The Contessa had a defeated look that made her face seem as if she had never spent all that time up in Geneva.

“Yes,” she said quietly. “Tell me it's ridiculous.”

He went over and took her hand.

“We both have to face something, Barbara. I think you realize it yourself. There's something very strange going on. Even before Molly died and Gemma fell down the stairs, there was a tension in the air and—”

“But of course there was,” she interrupted. “Having the Zenos here after all those years, and maybe it was a mistake to have the twins come, and then of course they brought Molly, and she made thirteen, and Oriana …”

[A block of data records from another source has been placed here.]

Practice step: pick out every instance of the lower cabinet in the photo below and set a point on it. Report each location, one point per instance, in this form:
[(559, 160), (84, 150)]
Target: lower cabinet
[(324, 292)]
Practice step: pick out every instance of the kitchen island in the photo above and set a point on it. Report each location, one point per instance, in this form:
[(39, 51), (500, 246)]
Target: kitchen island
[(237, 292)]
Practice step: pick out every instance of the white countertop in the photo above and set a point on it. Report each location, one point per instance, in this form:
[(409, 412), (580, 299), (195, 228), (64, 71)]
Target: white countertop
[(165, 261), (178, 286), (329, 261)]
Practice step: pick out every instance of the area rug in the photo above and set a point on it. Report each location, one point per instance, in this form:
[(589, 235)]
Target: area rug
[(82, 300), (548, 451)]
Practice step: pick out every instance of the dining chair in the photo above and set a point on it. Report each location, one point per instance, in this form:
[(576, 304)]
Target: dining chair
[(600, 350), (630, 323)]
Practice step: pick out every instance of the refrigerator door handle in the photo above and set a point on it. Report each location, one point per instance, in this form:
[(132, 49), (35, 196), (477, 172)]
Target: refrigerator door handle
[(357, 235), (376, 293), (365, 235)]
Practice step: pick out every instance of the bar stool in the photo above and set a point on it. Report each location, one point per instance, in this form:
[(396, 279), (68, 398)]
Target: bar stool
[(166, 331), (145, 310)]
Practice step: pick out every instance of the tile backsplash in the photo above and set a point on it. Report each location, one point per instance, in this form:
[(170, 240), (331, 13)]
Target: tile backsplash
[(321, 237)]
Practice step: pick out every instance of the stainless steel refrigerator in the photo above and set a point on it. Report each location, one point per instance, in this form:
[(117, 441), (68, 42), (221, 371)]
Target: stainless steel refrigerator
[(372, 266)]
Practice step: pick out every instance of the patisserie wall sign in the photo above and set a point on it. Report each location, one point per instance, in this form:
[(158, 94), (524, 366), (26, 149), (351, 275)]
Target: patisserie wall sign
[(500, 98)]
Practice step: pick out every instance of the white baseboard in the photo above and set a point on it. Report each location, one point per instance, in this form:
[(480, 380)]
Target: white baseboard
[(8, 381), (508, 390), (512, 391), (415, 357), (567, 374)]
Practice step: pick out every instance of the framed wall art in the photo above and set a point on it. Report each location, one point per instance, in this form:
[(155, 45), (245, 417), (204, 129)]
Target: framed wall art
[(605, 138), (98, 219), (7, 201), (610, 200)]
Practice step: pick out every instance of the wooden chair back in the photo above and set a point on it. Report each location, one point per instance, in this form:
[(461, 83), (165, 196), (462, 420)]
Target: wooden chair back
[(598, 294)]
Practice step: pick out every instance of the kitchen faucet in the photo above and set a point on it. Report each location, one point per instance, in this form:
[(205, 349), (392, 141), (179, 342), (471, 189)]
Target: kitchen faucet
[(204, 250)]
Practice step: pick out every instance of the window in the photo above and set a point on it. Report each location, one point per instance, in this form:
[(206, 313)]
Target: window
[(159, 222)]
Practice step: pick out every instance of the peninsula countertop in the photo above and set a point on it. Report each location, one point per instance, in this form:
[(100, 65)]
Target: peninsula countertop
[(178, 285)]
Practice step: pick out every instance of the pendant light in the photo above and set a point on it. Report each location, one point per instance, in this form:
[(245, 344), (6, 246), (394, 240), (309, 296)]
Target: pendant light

She trailed off. He was shaking his head.

“I don't mean all that, although Molly's inclusion in the house party by the twins is part of it.” This was the closest he wanted to come at the moment to discussing Sebastian. “Surely you noticed how both Bambina and Angelica reacted when they first met me. As if they'd seen a ghost. Then Molly's comments caused a bit of a stir—”

“They caused a bit of a stir in you, too! And in me! I don't see what that has to do with all this.”

“Perhaps a great deal. Exactly what, I don't know, but if you think Gemma might have been pushed down the stairs because of something she might have wanted to tell me, isn't it even more logical that someone killed Molly because of something
she
knew or someone
thought
she knew? I'll try to find out what I can and—”

“Find out nothing! If what you say is true, then you'd be in danger yourself! Leave the door closed! Just as I should have left the door of the Caravaggio Room locked and barred. There's some truth in the fairy tales! Bluebeard's wife, Pandora, and—and all the rest of them! Just do whatever you can to see that no more accidents happen to anyone else before this storm ends!”

Exactly how he was going to have any chance of effecting this without opening a few doors, the Contessa didn't say.

12

After leaving the Contessa, Urbino went to the conservatory. Unless someone was concealed among all the plants, it seemed empty and glowed with a strange, green, sickly light.